Keeping them company at the processing end and leading the pack is Larry Goodman’s APB group; others in this sector are Bert and Maurice Allen of Slaney foods and the Keating family, owners of Kepak.
At retail level the names of the Musgrave family who own Supervalu and Centra also appear on the rich list, but not to be outdone, for the first half of 2016 (a year in which farmers’ incomes have been decimated) Tesco announced an operating profit increase of 40%.
Yet back where it all starts, the farming sector upon which these profits are created get nothing from the market place, continually operating below the cost of production.
In this context, the decision of the EU Competition Authorityto unconditionally clear the purchase by ABP of 50% of Slaney Foods copper-fastens the view of many in the farming industry that there is one rule for the farmer (or should I say a whole book of rules, an industry of regulation built upon their backs), and a different rule for other sectors in the food chain.
This decision will mean that ABP and Slaney will control 28.5% of the cattle-kill and upwards of 40% of the sheep-kill in Ireland. Equally important it will mean that 50% of the rendering capacity for the disposal of animal offal in Ireland will be concentrated with one player.

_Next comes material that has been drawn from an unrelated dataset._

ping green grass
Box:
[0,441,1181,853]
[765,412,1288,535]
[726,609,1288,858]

This compares starkly with regulation for farmers in the Common Agricultural Policy (CAP), where it is stipulated that the maximum market share that the newly introduced ‘producer groups’ can have influence over is limited to 15%, lest they distort competition.
This decision, coupled with the limp Commission response where it ‘sees no need for regulatory action’ in relation to the dominant position of the retailers, will further erode the ability of farmers to generate a viable living from the land. Ultimately it calls into question the EU’s commitment to small farmers, which they continually laud as the fabric of our rural communities.